- Interactive map of Zurmi
- Zurmi Location in Nigeria
- Coordinates: 12°51′N 6°44′E﻿ / ﻿12.850°N 6.733°E
- Country: Nigeria
- State: Zamfara State

Government
- • Local Government Chairman: Aminu Atiku Zurmi

Area
- • Total: 2,834 km^{2} (1,094 sq mi)

Population (2006 census)
- • Total: 293,837
- Time zone: UTC+1 (WAT)
- 3-digit postal code prefix: 882
- ISO 3166 code: NG.ZA.ZU

= Zurmi =

Zurmi is a town and Local Government Area in Zamfara State, Nigeria.

It has an area of 2,834 km^{2} and a population of 293,837 at the 2006 census.

The postal code of the area is 882. it shares border with Niger republic from the North and Katsina state from East
its end stop at the most populated village Gurbin Bore under Kwashabawa ward after crossed the inter-state bridge constructed in the early 1990, 4 years after the establishment of the whole state in 1996.

== Flooding ==
An official reported in 2020 that a flood calamity that struck Zamfara State on Wednesday damaged 110 homes in the local government area of Zurmi.

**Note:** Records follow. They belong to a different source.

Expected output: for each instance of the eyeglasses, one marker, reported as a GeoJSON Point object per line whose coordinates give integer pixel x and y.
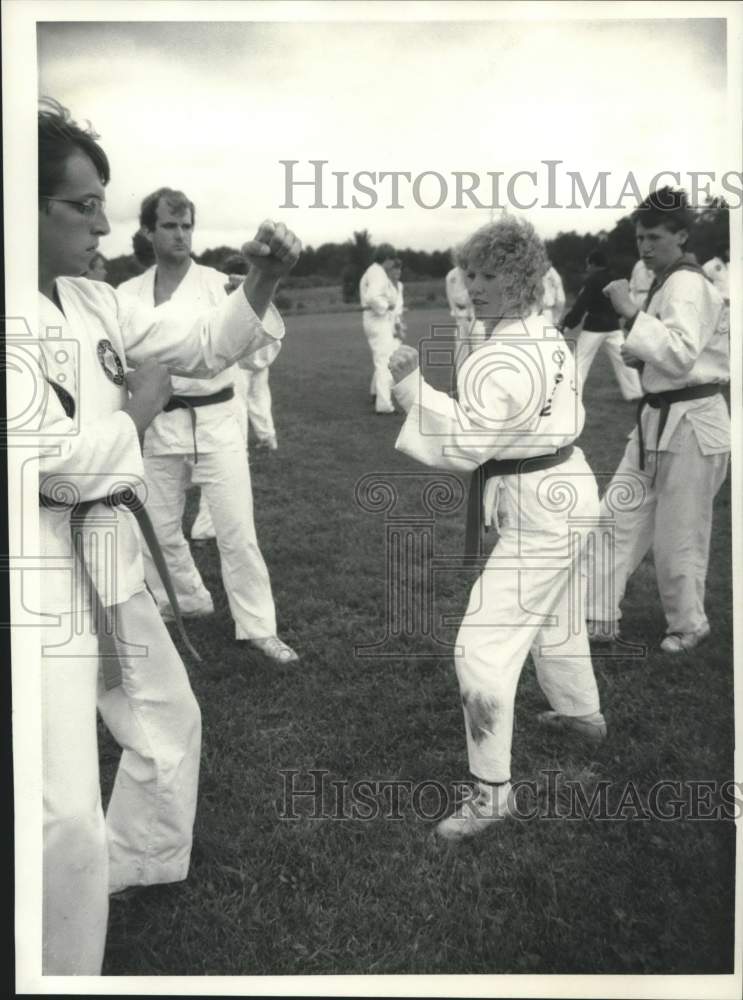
{"type": "Point", "coordinates": [89, 208]}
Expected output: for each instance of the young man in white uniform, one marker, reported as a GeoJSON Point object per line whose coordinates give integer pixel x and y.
{"type": "Point", "coordinates": [677, 456]}
{"type": "Point", "coordinates": [517, 404]}
{"type": "Point", "coordinates": [553, 301]}
{"type": "Point", "coordinates": [718, 271]}
{"type": "Point", "coordinates": [379, 302]}
{"type": "Point", "coordinates": [202, 442]}
{"type": "Point", "coordinates": [94, 414]}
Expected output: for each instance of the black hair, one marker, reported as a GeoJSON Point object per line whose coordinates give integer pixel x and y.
{"type": "Point", "coordinates": [59, 138]}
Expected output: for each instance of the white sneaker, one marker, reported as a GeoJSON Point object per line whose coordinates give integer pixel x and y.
{"type": "Point", "coordinates": [684, 642]}
{"type": "Point", "coordinates": [603, 633]}
{"type": "Point", "coordinates": [202, 611]}
{"type": "Point", "coordinates": [268, 444]}
{"type": "Point", "coordinates": [590, 727]}
{"type": "Point", "coordinates": [275, 649]}
{"type": "Point", "coordinates": [477, 813]}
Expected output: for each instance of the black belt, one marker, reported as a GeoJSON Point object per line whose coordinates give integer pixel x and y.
{"type": "Point", "coordinates": [104, 618]}
{"type": "Point", "coordinates": [663, 401]}
{"type": "Point", "coordinates": [500, 467]}
{"type": "Point", "coordinates": [192, 403]}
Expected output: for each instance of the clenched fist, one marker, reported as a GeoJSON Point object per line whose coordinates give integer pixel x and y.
{"type": "Point", "coordinates": [149, 390]}
{"type": "Point", "coordinates": [403, 362]}
{"type": "Point", "coordinates": [274, 251]}
{"type": "Point", "coordinates": [618, 293]}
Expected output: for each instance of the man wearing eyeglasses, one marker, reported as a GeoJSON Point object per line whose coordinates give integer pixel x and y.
{"type": "Point", "coordinates": [109, 362]}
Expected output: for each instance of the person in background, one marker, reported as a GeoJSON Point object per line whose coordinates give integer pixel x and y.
{"type": "Point", "coordinates": [717, 270]}
{"type": "Point", "coordinates": [253, 399]}
{"type": "Point", "coordinates": [553, 300]}
{"type": "Point", "coordinates": [395, 274]}
{"type": "Point", "coordinates": [600, 328]}
{"type": "Point", "coordinates": [97, 270]}
{"type": "Point", "coordinates": [200, 439]}
{"type": "Point", "coordinates": [677, 455]}
{"type": "Point", "coordinates": [379, 302]}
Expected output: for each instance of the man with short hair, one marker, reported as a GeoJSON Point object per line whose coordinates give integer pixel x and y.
{"type": "Point", "coordinates": [102, 391]}
{"type": "Point", "coordinates": [600, 328]}
{"type": "Point", "coordinates": [199, 438]}
{"type": "Point", "coordinates": [379, 301]}
{"type": "Point", "coordinates": [677, 455]}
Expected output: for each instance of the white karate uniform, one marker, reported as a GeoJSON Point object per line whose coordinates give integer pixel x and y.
{"type": "Point", "coordinates": [719, 274]}
{"type": "Point", "coordinates": [553, 301]}
{"type": "Point", "coordinates": [222, 471]}
{"type": "Point", "coordinates": [517, 398]}
{"type": "Point", "coordinates": [470, 332]}
{"type": "Point", "coordinates": [379, 300]}
{"type": "Point", "coordinates": [639, 283]}
{"type": "Point", "coordinates": [93, 453]}
{"type": "Point", "coordinates": [669, 505]}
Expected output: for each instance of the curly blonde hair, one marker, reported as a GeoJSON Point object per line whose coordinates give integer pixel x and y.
{"type": "Point", "coordinates": [511, 249]}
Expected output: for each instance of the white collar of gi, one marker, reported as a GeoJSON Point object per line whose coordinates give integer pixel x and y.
{"type": "Point", "coordinates": [519, 326]}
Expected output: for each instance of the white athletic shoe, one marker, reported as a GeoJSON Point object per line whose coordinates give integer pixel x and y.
{"type": "Point", "coordinates": [590, 727]}
{"type": "Point", "coordinates": [684, 642]}
{"type": "Point", "coordinates": [275, 649]}
{"type": "Point", "coordinates": [603, 633]}
{"type": "Point", "coordinates": [201, 611]}
{"type": "Point", "coordinates": [268, 444]}
{"type": "Point", "coordinates": [477, 813]}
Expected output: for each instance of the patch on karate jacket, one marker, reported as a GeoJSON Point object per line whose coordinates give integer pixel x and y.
{"type": "Point", "coordinates": [110, 362]}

The Nigerian Metrological Agency (NiMet) has identified seven Local Government Areas in the state that it expects to be subjects to flood during the 2020 rainy season, including Zurmi.

== Climate ==
The temperature ranges from 15 °C (59 °F) to 38,8 °C (102 °F) year-round and is oppressively hot, cloudy, and windy during the dry season.

=== Average temperature ===
The hot season, which runs from March 16 to May 22, lasts for 2.2 months and with daily highs that average more than 37,2 °C (99 °F). With average high temperatures of 38,8 °C (102 °F) and low temperatures of 25 °C (77 °F), April is the hottest month of the year in Zurmi. The average daily high temperature during the 1,6-month mild season, which runs from December 9 to January 29, is below 31,1 °C (88 °F). With an average low of 15,5 °C (60 °F) and high of 30,5 °C (87 °F), January is the coldest month of the year in Zurmi.